Setiap orang mengira aku ini gila. Dengan darahku yang mengalir cepat karena golakan perasaan yang
gembira dan hampir tak tertahankan, keluarlah dari mulutku ucapan yang sekarang sudah terkenal:
“Imperialis, perhatikanlah!.
Apabila dalam waktu yang tidak lama lagi Perang Pasifik menggeledek dan menyambar‐nyambar
membelah angkasa, apabila dalam waktu yang tidak lama lagi Samudra Pasifik menjadi merah oleh darah
dan bumi di sekelilingnya menggelegar oleh ledakan‐ledakan bom dan dinamit, maka disaat itulah rakyat
Indonesia melepaskan dirinya dari belenggu penjajahan dan menjadi bangsa yang merdeka.” Ucapan ini
bukanlah ramalan tukang tenung, iapun bukan pantulan daripada harapan berdasarkan keinginan belaka.
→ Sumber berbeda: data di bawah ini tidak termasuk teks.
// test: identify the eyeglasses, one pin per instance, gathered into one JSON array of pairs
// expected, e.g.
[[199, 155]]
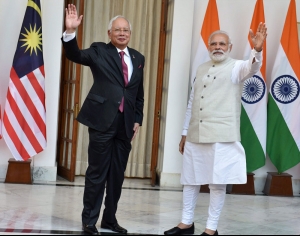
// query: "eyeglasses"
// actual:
[[221, 44], [119, 31]]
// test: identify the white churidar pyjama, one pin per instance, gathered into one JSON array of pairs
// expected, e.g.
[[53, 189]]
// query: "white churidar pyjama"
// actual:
[[216, 203]]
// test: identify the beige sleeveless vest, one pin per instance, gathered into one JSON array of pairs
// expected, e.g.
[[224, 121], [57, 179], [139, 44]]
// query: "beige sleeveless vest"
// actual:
[[216, 105]]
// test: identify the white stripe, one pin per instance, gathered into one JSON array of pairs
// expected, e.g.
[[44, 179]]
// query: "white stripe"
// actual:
[[18, 130], [257, 112], [290, 111], [27, 115], [40, 78], [33, 96], [11, 145]]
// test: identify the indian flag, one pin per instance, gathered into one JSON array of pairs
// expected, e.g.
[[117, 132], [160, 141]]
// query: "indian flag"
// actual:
[[254, 104], [283, 129], [210, 24]]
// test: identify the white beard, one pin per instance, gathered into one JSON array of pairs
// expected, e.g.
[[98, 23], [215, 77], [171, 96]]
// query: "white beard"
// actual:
[[219, 57]]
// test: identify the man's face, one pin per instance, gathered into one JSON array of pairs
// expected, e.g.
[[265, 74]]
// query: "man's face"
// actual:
[[120, 33], [219, 47]]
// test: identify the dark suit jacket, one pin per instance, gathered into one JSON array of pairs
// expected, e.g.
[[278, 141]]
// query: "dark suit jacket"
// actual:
[[103, 100]]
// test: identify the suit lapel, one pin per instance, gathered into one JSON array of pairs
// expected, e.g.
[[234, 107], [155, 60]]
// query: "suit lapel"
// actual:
[[134, 63], [116, 57]]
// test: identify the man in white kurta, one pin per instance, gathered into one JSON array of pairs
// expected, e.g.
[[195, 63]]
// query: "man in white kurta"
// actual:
[[210, 144]]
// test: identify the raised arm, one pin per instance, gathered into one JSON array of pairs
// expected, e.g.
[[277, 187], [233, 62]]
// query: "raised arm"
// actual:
[[260, 36], [72, 20]]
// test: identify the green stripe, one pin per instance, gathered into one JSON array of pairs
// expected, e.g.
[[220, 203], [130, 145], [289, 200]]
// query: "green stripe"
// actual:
[[255, 157], [281, 146]]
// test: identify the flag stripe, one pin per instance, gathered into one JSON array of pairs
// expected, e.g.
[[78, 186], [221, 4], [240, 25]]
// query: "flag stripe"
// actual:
[[18, 129], [289, 39], [33, 79], [254, 115], [20, 118], [282, 148], [15, 139], [24, 122], [259, 16], [210, 24], [26, 115], [28, 102], [211, 20], [283, 133], [255, 156]]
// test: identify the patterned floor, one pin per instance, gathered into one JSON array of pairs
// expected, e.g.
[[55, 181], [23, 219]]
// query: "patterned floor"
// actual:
[[55, 208]]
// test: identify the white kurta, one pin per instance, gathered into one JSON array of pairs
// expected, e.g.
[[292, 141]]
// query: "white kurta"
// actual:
[[217, 163]]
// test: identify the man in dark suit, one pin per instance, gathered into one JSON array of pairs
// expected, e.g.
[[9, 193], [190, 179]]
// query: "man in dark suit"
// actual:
[[113, 111]]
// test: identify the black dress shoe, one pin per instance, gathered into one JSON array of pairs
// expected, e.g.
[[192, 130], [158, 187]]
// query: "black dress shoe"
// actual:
[[113, 226], [216, 233], [90, 229], [177, 231]]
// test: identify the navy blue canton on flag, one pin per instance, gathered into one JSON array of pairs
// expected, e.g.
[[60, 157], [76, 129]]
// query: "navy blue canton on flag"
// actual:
[[24, 119]]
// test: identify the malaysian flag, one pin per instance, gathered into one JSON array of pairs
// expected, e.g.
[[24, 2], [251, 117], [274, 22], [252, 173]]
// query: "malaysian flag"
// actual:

Aku melihat Jepang terlalu agressif. Bagiku, apa yang dinamakan ramalan ini adalah hasil daripada
perhitungan berdasarkan situasi revolusioner yang akan datang. Rapat ini bubar pada waktu tengah
malam. Kami bermalam di rumah Suyudi, seorang pengacara dan anggota kami di Jogya yang tinggal
pada jarak kurang dari dua kilometer dari situ. Kami memasuki tempat tidur pada jam satu. Jam lima pagi,
ketika dunia masih gelap dan sunyi, kami terbangun oleh suara yang keras. Ada orang menggedor pintu.
Aku terbangun begitu tiba‐tiba, sehingga pada detik itu aku mengira ada tetangga yang berkelahi.
Gedoran itu masih terus terdengar. Ia semakin lama semakin keras, semakin lama semakin mendesak
Gedoran ini diiringi oleh suara yang kasar di sekitar rumah Suyudi. “Inikah rumah tempat pemimpin
revolusioner menginap?” satu suara bertanya. “Yah, inilah tempatnya,” suara garang yang lain menjawab.
Kemudian lebih banyak suara terdengar meneriakkan perintah‐perintah. ,,Kepung rumah ini —halangi
pintu—.” Sementara itu bunyi yang meremukkan dari pukulan gada di pintu …… semakin lama semakin
keras, kian lama kian cepat. Dengan gemetar aku menyadari, bahwa inilah saatnya. Nasibku sudah pasti.
Gatot Mangkupradja yang pertama pergi ke pintu. Ia membukanya dan masuklah seorang inspektur
Belanda dengan setengah lusin polisi bangsa Indonesia. Kami menamakannya “reserse”. Semua
berpakaian seragam. Semua memegang pistol di tangan. Mereka ini adalah pemburu. Kami binatang
buruan. Rentak sepatu yang menunjukkan kekuasaan terdengar menggema ke seluruh daerah sebelahmenyebelah,
rentak sepatu pada waktu mereka menderap sepanjang rumah.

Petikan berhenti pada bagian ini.